Parents go through the truama of letting go as well. And knowing some of the challenges you face, like some of us, they might be a little reluctant to let you move too far away from the christian base they have so carefully crafted around you. (yes, that ISSUE!) If they let you go, they face the possibility of having to realize that one day you might return a "changed" man. So facing the future and THAT question at the same time is daunting, so one issue at a time.
I think you know who you are today. And that is good enough. Finding out who you will become can wait for the future - and where you decide to reside. (a good LGBT infrastructure) might be a selling point on where you go, and remember if you come this far out, You will have support here to help you. I think you are pretty level headed and if you need more information, all you need to do is ask.
Been here, done this, got the map to prove it.
It took me MANY years to get the "living on my own" right. I took the long and laborious path. (I call that the long term hell passage), but you have a grace that I found late in life. Don't get caught up in addictions or problems that will hamper you. Move forward clear, clean and easy. When the Lord says, "Come follow me, he says to take only that which you need, travel lightly and start walking."
This path might seem daunting, but God will provide as long as you stay focused on His Will and not your own. We make plans and God laughs. So Pray - and be willing to listen to what the answers are. And remember you are not alone. Anywhere else in Canada is very different from what you know in B.C. especially if you come East.
Look at your life, FIND your Passion, DO IT, Money will follow.
You have faced several challenges in the past year, and you are still young, and you have your health, there are a few blessings for you. I think figuring out where to go is more important that answering life's BIG question, you know the question I am speaking about - right?
Planning is a good thing, but one must also have a backup plan, if plan number one falls apart. Always have your bases covered, and know where safety is, in preparation for needing it. Canada is a big country - so come explore it.
It's all about the journey, who you meet and what you learn on The PATH. Sometimes it is not the destination that matters, but what you do and learn on the way there. May I suggest something. Before I moved to Montreal I did a fact finding trip for 2 weeks. I did all my research - returned home, packed up and made the move. So, if you are thinking about somewhere else, I suggest you go visit and see if you like it, see what that area offers and how you will be able to either work or go to school, etc... (the more information you have, the better informed decision you will make)
Do or DO NOT,
There is no try
Young Jedi...
Peace,
Jeremy
I just read Brokeback Mountain, I know what you mean... (Yes, I'll go see it as soon as I can conjure up a baby-sitter.)

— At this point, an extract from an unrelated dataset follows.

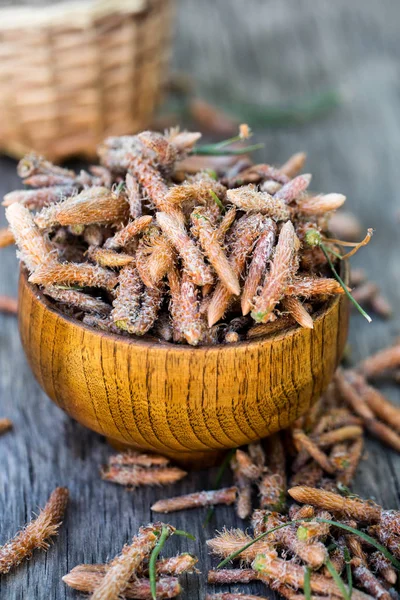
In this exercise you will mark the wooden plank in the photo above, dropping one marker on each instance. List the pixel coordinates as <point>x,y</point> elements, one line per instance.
<point>267,52</point>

And with the feeling of Realness being essential right now, moving out is probably a step on the right way... I moved out when I was 18, never considered staying - but I also had to move to go studying, it might have been different had university been closer. (As it were, it was 1,500 kms (about 1,000 miles) from home...) Living at home is a bit like wearing air bags, I guess, you never get to bump into real life like you would living on your own.
- I'd personally not go live with relatives / family friends, I've always preferred my own company (until I started a family), but you have to see what's right for you!